The results of that survey are shown in the following image.

Sample survey with raw entries.

Sample survey output table containing the column distribution graph showing nine distinct answers with all answers unique, and the answers to the survey with all the typos, plural or singular, and case problems.

The nine records reflect the survey submissions. The problem with the survey submissions is that some have typos, some are plural, some are singular, some are uppercase, and some are lowercase.

To help standardize these values, in this example you have a Fruits reference table.

Fruits reference table.

Fruits reference table containing column distribution graph showing four distinct fruits with all fruits unique, and the list of fruits: apple, pineapple, watermelon, and banana.

Note

For simplicity, this Fruits reference table only includes the name of the fruits that will be needed for this scenario. Your reference table can have as many rows as you need.

The goal is to create a table like the following, where you've standardized all these values so you can do more analysis.

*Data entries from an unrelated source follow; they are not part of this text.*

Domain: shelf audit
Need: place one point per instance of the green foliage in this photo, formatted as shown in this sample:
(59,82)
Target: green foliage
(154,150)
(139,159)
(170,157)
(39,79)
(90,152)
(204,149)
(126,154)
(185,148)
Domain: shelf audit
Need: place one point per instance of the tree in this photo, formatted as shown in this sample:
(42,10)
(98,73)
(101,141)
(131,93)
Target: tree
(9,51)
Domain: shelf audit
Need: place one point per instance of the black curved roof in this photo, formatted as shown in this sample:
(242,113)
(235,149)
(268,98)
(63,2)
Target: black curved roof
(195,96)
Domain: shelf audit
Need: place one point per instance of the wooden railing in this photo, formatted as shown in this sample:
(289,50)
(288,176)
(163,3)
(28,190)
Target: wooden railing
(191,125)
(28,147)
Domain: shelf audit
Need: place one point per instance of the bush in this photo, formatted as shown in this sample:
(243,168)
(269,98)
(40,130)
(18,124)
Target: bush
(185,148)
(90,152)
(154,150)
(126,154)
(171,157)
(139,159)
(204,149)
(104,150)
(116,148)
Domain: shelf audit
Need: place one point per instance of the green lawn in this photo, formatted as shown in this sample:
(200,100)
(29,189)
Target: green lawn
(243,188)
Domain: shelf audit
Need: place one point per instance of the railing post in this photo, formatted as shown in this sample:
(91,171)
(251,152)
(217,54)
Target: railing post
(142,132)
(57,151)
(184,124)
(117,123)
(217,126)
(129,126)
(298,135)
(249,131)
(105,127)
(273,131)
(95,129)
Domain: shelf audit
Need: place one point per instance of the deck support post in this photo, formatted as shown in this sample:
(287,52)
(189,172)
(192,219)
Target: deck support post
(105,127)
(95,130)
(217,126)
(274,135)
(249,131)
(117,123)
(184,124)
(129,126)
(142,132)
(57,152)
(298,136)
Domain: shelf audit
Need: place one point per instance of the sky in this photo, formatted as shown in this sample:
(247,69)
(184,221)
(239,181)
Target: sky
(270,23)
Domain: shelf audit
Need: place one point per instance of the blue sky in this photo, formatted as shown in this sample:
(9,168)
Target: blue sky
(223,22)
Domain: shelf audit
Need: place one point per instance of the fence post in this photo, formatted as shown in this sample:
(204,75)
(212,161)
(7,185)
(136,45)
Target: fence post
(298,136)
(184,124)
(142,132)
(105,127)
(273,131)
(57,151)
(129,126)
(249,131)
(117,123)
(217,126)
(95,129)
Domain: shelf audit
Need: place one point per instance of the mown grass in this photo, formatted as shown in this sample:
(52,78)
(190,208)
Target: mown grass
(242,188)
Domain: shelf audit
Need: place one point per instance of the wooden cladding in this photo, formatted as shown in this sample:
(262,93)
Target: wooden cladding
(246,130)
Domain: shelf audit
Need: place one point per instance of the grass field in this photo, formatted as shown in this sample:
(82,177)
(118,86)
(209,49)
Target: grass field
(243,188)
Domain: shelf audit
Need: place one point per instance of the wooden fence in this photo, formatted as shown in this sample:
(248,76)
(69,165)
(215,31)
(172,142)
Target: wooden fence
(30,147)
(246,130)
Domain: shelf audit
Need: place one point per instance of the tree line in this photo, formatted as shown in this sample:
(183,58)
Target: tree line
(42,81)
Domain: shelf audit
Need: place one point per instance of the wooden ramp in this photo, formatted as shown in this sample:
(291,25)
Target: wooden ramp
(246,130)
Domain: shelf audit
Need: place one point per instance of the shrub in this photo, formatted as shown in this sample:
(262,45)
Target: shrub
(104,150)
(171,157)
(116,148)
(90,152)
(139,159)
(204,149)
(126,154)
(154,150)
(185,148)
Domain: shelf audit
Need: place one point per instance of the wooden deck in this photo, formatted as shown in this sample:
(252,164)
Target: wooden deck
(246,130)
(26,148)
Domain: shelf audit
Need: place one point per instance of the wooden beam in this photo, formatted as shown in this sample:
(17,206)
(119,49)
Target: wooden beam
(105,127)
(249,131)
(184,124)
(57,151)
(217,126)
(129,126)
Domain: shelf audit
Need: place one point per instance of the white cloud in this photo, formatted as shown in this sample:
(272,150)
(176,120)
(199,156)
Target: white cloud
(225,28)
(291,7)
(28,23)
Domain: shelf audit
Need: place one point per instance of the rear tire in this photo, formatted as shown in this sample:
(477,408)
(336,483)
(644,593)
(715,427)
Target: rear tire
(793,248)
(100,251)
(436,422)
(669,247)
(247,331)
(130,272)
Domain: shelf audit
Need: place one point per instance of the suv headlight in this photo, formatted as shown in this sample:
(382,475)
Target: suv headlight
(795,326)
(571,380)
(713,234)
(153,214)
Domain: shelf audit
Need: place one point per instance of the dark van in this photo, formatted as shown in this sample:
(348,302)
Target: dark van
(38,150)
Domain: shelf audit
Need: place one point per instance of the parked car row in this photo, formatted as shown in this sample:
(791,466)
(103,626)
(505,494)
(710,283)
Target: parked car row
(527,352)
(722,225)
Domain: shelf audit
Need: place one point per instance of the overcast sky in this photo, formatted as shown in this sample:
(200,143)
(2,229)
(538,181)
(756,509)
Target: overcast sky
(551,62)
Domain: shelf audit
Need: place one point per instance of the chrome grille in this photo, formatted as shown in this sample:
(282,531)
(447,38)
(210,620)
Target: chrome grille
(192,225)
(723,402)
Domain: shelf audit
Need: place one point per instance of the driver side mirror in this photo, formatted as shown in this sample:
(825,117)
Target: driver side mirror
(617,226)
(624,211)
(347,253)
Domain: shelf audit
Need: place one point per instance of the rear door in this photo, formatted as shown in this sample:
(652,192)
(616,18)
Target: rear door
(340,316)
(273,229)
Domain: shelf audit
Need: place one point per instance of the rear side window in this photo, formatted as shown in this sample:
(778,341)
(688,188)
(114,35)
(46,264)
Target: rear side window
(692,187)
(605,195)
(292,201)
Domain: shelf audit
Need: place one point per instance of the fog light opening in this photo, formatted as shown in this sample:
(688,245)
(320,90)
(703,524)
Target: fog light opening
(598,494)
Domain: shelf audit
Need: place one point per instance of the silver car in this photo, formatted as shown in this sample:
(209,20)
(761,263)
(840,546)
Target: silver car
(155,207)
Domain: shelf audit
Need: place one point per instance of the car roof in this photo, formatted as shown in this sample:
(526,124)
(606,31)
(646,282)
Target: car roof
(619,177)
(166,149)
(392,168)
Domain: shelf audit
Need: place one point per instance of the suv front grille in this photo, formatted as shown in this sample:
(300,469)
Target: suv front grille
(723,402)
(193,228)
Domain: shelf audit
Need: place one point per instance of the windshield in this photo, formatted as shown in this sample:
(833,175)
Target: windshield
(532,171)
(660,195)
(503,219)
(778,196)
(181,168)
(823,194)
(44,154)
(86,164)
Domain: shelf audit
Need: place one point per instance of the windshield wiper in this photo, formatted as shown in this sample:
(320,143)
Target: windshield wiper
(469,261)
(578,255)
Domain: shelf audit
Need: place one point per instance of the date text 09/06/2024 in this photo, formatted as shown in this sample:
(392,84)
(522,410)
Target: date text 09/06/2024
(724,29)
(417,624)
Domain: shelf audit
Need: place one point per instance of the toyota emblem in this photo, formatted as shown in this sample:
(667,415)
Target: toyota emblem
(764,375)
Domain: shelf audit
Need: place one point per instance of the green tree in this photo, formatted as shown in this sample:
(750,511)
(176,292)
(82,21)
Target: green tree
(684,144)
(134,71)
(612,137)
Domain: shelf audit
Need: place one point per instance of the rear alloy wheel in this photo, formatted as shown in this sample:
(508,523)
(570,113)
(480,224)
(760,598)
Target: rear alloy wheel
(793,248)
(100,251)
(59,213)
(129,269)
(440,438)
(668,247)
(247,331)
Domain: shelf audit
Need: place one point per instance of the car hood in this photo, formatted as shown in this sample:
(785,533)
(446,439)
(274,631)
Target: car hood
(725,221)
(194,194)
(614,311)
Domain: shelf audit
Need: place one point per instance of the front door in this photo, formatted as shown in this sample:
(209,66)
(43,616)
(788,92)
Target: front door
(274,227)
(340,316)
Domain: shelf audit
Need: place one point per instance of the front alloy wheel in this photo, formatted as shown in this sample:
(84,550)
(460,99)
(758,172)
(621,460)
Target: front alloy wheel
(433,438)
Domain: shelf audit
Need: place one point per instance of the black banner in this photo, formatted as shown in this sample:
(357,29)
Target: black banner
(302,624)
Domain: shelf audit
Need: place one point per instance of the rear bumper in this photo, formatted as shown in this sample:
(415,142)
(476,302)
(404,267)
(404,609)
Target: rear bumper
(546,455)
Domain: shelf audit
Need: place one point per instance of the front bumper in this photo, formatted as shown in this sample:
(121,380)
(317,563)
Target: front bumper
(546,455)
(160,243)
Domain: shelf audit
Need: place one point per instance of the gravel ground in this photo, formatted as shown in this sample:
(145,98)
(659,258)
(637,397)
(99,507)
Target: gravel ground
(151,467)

Sample survey output table.

Sample survey output table with the Question column containing the column distribution graph showing nine distinct answers with all answers unique, and the answers to the survey with all the typos, plural or singular, and case problems, and also contains the Fruit column containing the column distribution graph showing four distinct answers with one unique answer and lists all of the fruits properly spelled, singular, and proper case.

Fuzzy merge operation

To do the fuzzy merge, you start by doing a merge. In this case, you'll use a left outer join, where the left table is the one from the survey and the right table is the Fruits reference table. At the bottom of the dialog box, select the Use fuzzy matching to perform the merge check box.

Use fuzzy matching to perform the merge option.

After you select OK, you can see a new column in your table because of this merge operation. If you expand it, you'll notice that there's one row that doesn't have any values in it. That's exactly what the dialog box message in the previous image stated when it said "The selection matches 8 of 9 rows from the first table."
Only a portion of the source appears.